Lituania declaró su independencia y sentó un precedente para las
demás repúblicas. Pero fueron las reformas impulsadas por Yeltsin
las que desencadenaron la desintegración del bloque.
Después de que los ucranianos votaron a favor de su independencia a principios
de diciembre, los líderes de Rusia, Ucrania y Bielorrusia firmaron la
denominada Declaración de Belovezhskaya Pusha en que las repúblicas
eslavas abandonaban la URSS y formaban una Confederación o Comunidad
de Estados Independientes.
El 21 de diciembre, Estonia, Letonia, Lituania
y Moldavia hicieron lo mismo.
La URSS se había fraccionado en 15 repúblicas. Doce de ellas integraron
la Comunidad de Estados Independientes. Desde entonces, las repúblicas
que integran esta organización supranacional han firmado acuerdos de cooperación
económica, defensa y relaciones internacionales. Algunas forman parte
de la Unión Europea. Sin embargo, la Confederación no tiene el
peso político que en su momento alcanzó la Unión Soviética.
Rusia es ahora una nueva nación en la escena internacional. Mantiene el
puesto permanente en el Consejo de Seguridad de Naciones Unidas, el control del
armamento nuclear soviético y las embajadas.

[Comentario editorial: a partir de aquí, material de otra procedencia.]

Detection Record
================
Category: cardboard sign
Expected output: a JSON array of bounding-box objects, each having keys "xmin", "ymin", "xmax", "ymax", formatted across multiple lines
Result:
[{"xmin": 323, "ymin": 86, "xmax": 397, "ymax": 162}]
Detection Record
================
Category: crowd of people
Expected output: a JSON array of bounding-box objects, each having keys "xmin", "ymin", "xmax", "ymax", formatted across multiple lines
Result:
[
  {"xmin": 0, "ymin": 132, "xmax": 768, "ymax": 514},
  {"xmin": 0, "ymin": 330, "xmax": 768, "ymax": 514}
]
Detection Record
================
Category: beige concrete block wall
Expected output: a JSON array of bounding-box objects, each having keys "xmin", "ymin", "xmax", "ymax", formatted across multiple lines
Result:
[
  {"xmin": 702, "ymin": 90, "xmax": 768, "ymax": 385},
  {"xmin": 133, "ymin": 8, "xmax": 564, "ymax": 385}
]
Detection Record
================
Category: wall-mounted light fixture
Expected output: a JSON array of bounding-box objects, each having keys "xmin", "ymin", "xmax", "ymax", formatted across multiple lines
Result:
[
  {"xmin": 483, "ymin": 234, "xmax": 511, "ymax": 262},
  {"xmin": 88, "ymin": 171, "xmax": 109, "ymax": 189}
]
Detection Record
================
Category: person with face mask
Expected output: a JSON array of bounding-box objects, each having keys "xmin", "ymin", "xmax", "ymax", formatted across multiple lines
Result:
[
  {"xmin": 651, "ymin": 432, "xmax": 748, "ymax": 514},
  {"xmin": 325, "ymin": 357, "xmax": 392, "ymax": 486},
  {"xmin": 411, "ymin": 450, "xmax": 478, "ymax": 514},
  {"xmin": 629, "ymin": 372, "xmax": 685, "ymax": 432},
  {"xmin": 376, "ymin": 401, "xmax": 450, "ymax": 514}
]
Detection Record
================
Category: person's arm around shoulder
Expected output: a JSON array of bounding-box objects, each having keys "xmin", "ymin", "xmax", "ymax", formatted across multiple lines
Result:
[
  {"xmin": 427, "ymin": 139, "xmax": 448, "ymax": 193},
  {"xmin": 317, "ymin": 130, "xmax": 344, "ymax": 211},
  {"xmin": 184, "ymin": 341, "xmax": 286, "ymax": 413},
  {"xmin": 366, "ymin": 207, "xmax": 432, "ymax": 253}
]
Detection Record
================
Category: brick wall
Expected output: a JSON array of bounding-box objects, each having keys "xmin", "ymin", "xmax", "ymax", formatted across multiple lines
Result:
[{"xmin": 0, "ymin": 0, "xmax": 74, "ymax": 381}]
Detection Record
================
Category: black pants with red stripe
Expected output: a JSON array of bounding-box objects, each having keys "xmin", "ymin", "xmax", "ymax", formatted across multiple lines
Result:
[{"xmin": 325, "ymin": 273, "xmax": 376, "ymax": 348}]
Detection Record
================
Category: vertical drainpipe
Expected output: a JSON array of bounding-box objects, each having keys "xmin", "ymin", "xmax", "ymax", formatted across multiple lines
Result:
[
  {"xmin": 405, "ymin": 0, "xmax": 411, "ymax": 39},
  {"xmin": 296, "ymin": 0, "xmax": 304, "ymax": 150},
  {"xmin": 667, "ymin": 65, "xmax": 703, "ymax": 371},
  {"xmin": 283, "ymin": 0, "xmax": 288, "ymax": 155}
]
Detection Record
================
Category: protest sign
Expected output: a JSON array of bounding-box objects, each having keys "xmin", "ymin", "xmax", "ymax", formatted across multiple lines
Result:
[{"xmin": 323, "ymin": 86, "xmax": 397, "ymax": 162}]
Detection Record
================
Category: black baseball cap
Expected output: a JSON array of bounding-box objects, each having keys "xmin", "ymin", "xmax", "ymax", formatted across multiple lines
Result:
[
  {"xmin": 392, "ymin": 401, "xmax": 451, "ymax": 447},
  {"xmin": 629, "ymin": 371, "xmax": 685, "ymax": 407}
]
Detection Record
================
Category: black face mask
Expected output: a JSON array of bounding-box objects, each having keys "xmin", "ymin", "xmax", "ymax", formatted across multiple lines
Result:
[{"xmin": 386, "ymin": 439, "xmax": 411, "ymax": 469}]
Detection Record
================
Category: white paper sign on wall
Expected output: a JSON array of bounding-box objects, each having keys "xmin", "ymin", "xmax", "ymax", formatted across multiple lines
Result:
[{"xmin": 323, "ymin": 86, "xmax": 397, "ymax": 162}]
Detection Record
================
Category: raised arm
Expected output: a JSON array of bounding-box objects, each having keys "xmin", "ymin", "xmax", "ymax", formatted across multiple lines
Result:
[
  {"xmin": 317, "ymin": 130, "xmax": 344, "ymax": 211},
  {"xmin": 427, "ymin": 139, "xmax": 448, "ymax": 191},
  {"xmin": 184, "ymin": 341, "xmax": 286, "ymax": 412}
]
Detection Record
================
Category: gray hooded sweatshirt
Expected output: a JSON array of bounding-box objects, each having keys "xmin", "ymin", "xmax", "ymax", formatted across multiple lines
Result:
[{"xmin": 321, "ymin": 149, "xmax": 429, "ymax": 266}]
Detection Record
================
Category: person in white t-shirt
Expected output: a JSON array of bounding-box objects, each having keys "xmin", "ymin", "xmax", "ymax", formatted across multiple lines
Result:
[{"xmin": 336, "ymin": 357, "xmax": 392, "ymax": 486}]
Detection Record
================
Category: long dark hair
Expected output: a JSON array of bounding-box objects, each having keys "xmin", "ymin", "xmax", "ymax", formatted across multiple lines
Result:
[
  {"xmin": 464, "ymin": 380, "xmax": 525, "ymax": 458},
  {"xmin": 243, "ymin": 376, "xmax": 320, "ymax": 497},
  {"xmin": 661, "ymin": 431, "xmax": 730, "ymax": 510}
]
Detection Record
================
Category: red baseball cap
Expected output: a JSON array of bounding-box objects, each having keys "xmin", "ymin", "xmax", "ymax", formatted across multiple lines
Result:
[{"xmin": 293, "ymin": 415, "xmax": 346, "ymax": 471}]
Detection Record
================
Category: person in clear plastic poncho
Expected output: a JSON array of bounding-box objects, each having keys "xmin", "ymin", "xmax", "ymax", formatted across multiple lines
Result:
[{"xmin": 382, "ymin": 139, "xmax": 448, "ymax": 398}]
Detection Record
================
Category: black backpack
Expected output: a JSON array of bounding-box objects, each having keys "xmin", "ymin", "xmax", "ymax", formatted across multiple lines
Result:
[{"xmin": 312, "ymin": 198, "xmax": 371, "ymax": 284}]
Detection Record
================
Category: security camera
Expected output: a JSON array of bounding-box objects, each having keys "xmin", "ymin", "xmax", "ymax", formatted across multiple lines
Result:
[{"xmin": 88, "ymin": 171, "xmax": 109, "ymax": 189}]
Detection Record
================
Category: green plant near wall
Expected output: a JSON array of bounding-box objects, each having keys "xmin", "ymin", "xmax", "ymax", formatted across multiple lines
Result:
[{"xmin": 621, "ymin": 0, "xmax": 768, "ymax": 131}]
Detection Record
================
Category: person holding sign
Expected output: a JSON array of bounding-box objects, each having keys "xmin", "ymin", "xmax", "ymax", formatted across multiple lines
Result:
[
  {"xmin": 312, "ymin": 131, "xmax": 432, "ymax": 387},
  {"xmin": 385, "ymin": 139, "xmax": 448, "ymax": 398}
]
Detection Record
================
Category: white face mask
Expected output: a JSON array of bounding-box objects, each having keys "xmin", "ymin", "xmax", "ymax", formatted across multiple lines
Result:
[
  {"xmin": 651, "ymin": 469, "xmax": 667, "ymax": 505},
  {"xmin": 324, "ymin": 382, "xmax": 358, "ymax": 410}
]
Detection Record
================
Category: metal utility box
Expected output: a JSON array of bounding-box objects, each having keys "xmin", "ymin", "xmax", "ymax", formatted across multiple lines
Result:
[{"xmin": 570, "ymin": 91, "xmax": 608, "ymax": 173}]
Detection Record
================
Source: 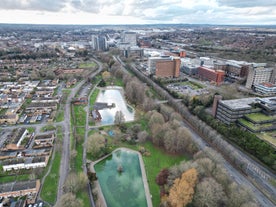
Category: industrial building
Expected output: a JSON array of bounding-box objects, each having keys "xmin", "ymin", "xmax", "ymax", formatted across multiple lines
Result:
[{"xmin": 253, "ymin": 83, "xmax": 276, "ymax": 96}]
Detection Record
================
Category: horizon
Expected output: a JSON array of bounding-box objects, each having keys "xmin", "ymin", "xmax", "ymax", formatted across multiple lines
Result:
[{"xmin": 0, "ymin": 0, "xmax": 276, "ymax": 25}]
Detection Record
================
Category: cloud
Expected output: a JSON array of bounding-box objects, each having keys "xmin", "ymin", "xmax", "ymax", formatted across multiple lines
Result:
[
  {"xmin": 0, "ymin": 0, "xmax": 276, "ymax": 24},
  {"xmin": 0, "ymin": 0, "xmax": 66, "ymax": 12},
  {"xmin": 218, "ymin": 0, "xmax": 276, "ymax": 8}
]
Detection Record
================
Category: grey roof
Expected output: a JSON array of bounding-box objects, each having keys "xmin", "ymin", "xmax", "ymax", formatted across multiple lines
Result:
[{"xmin": 219, "ymin": 97, "xmax": 257, "ymax": 110}]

De esa manera llegó a su fin a lo que buena parte del siglo XX fue una
potencia mundial..
Poder de 60 años
La URSS o Unión Soviética fue un
Estado socialista que abarcó parte de los continentes europeo
y asiático. Surgió después de la guerra civil
que siguió a la Revolución Rusa.
El 30 de diciembre de 1922, el congreso de los
soviets, reunido en Moscú, creó la Unión de Repúblicas
Socialistas Soviéticas. Con esto adoptó un nuevo
marco jurídico que involucraba a Ucrania, Rusia blanca,
Georgia, Armenia y el Azerbaiján que hasta ese momento estaban
unidos por simples tratados bilaterales.
Después de la Segunda Guerra Mundial, el oeste de Ucrania
y Bielorrusia, Moldavia y los países bálticos cayeron
bajo el dominio de Rusia.
La enciclopedia El mundo del Siglo Veinte
registra que esto dio un renovado vigor al régimen soviético
y le dio una nueva legitimidad que le permitió perpetuarse
hasta 1985.
Para 1990, formaban parte de la Unión 15 repúblicas,
de las cuales Rusia era la más grande y desde donde se ejercía
el poder político y económico.
Cada una de ellas
tenía su propio Partido Comunista, así como bandera
y escudo que invariablemente llevaban una hoz y martillo, símbolo
del comunismo.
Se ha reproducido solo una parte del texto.